O que a significância vai por em perspectiva aqui, é essa automutilação, o sujeito cai como objeto – “[…] é alguma coisinha do sujeito que se destaca embora ainda sendo bem dele, que ele ainda segura.”. Ao que Lacan vai nos dizer que o homem pensa com seu objeto, para concluir que: “[…]É com seu objeto que a criança salta as fronteiras de seu domínio transformado em poço e que começa a encantação. Se é verdade que o significante é a primeira marca do sujeito, como não reconhecer aqui – só pelo fato de esse jogo se acompanhar de uma das primeiras aparições a surgirem – que o objeto ao qual essa aparição se aplica em ato, o carretel, é ali que devemos designar o sujeito. A este objeto daremos ulteriormente seu nome de álgebra lacaniana – o a minúsculo.”.
NOTAS E REFERÊNCIAS
1. Idealismo: qualquer teoria filosófica em que o mundo material, objetivo, exterior, só pode ser compreendido plenamente a partir de sua verdade espiritual, mental ou subjetiva.
2. Para Lacan o Real se constitui em termos de diferencial acaso-ordem, um fundo de acaso no qual se constituem ordens emergentes. Ordem e acaso são dois modos de Real, contrários e complementares.

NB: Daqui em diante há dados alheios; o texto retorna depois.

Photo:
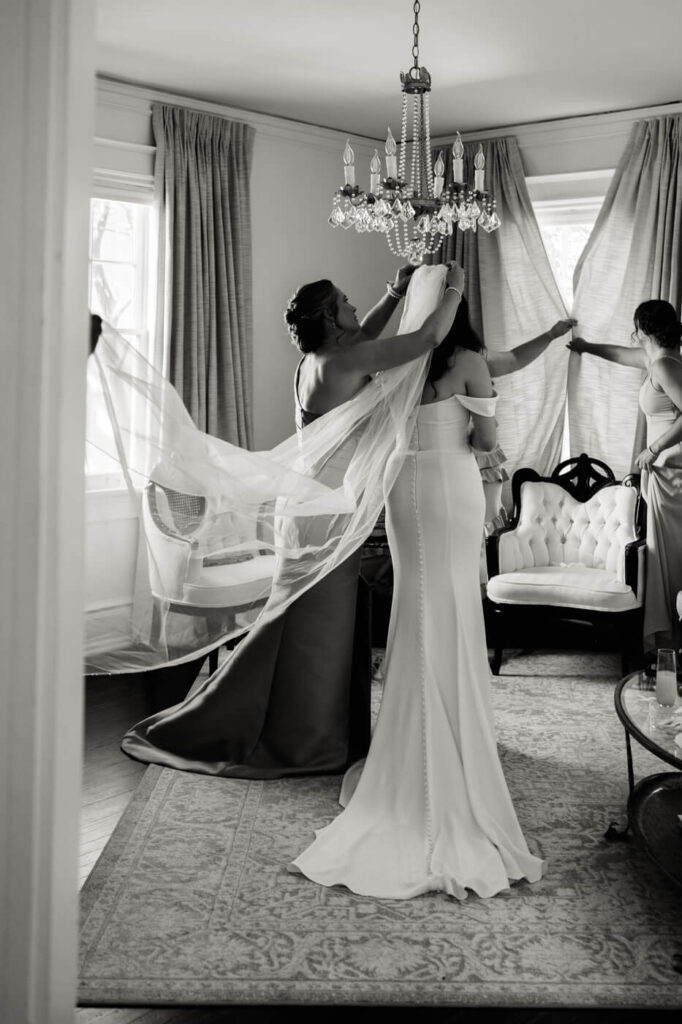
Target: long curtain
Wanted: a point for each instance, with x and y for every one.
(205, 310)
(513, 297)
(633, 254)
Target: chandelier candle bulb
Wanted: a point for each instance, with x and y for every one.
(375, 172)
(439, 170)
(348, 165)
(391, 159)
(479, 164)
(458, 159)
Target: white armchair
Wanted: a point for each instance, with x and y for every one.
(217, 588)
(573, 550)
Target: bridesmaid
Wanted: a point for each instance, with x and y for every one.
(294, 697)
(655, 348)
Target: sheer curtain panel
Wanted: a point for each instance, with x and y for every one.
(632, 255)
(513, 297)
(202, 185)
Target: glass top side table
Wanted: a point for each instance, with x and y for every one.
(656, 729)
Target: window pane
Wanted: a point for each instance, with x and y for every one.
(119, 292)
(113, 230)
(564, 243)
(113, 292)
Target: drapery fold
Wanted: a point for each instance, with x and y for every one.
(633, 254)
(513, 296)
(202, 174)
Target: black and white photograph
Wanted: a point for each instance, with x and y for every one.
(341, 589)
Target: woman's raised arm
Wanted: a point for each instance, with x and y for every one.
(383, 353)
(623, 354)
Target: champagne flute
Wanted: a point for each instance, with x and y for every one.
(666, 677)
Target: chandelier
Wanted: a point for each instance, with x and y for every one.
(415, 211)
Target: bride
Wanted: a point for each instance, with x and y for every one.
(429, 808)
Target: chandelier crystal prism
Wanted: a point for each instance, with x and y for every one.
(415, 209)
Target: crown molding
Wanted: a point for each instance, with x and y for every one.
(138, 99)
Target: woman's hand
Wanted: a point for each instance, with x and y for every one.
(456, 276)
(645, 459)
(402, 278)
(561, 327)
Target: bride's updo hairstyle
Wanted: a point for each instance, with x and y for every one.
(658, 320)
(303, 315)
(461, 335)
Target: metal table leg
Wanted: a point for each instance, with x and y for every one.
(613, 834)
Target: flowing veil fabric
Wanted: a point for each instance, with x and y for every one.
(218, 507)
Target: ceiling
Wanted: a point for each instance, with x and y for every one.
(336, 62)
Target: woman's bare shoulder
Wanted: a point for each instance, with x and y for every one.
(467, 358)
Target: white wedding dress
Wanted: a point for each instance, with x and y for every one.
(429, 808)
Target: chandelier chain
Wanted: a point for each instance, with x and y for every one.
(415, 47)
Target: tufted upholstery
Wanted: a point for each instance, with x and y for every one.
(573, 548)
(556, 531)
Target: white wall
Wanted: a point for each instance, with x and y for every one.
(46, 83)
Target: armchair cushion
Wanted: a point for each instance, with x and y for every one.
(563, 586)
(230, 585)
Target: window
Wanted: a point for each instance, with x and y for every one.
(120, 266)
(566, 207)
(121, 290)
(565, 225)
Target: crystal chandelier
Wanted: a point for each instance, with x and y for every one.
(415, 212)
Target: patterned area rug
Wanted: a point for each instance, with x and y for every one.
(192, 901)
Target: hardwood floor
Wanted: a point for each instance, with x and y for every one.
(112, 706)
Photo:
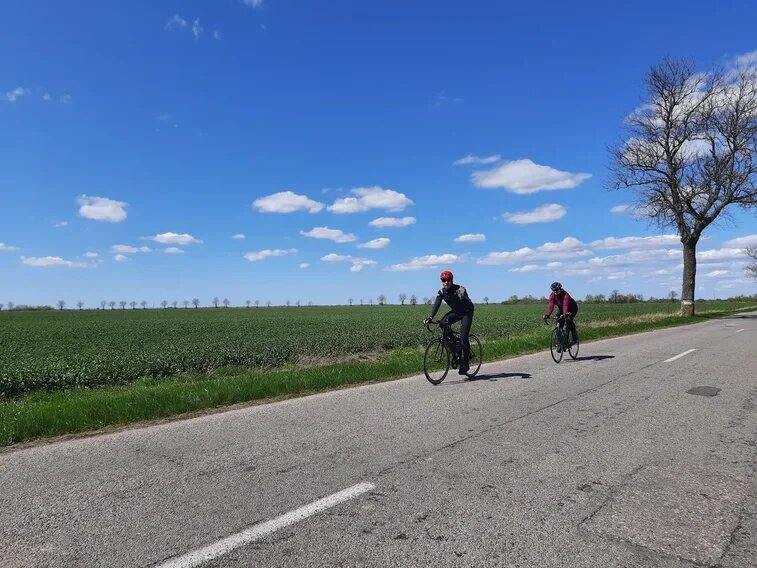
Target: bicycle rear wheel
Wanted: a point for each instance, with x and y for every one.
(573, 349)
(436, 361)
(556, 345)
(476, 356)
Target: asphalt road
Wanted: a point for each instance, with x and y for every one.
(604, 461)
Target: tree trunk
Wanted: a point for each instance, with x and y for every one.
(689, 278)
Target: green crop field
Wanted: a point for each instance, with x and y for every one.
(61, 350)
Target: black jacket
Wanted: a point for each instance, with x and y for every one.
(456, 297)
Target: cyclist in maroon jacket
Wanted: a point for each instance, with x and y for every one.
(566, 306)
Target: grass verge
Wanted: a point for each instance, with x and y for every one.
(48, 414)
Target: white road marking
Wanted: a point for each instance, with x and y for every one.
(679, 356)
(256, 532)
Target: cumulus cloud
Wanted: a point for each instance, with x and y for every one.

O Real enquanto impossível é aquilo que não pode ser simbolizado totalmente na palavra ou na escrita e, por consequência – não cessa de não se escrever – por ter sido instalado no lugar pelo próprio simbólico. Um Real subjacente a toda simbolização, e que forclui o sentido. É a natureza não representacional do Real que acarreta a repetição, exigindo que o sujeito volte ao lugar do objeto perdido, da satisfação perdida.
3. Capítulo II – O inconsciente freudiano e o nosso – Notas e referências número 3.
4. Tiquê: encontro com o Real, que não cessa de não se escrever, com um núcleo impossível de simbolizar e que volta sempre ao mesmo lugar. A repetição que Lacan aponta na Tiquê, envolve algo que por mais que se tente, não se consegue lembrar, porque está excluído da cadeia significante, portanto do registro simbólico. Envolve o impossível de pensar e o impossível de dizer.
5. Autômaton: é o necessário (uma das categorias da lógica modal), o que não cessa de insistir sempre da mesma maneira, por exemplo o sintoma.
6. Homem dos lobos – História de uma neurose infantil – Freud Obras Completas – Vol. XVII.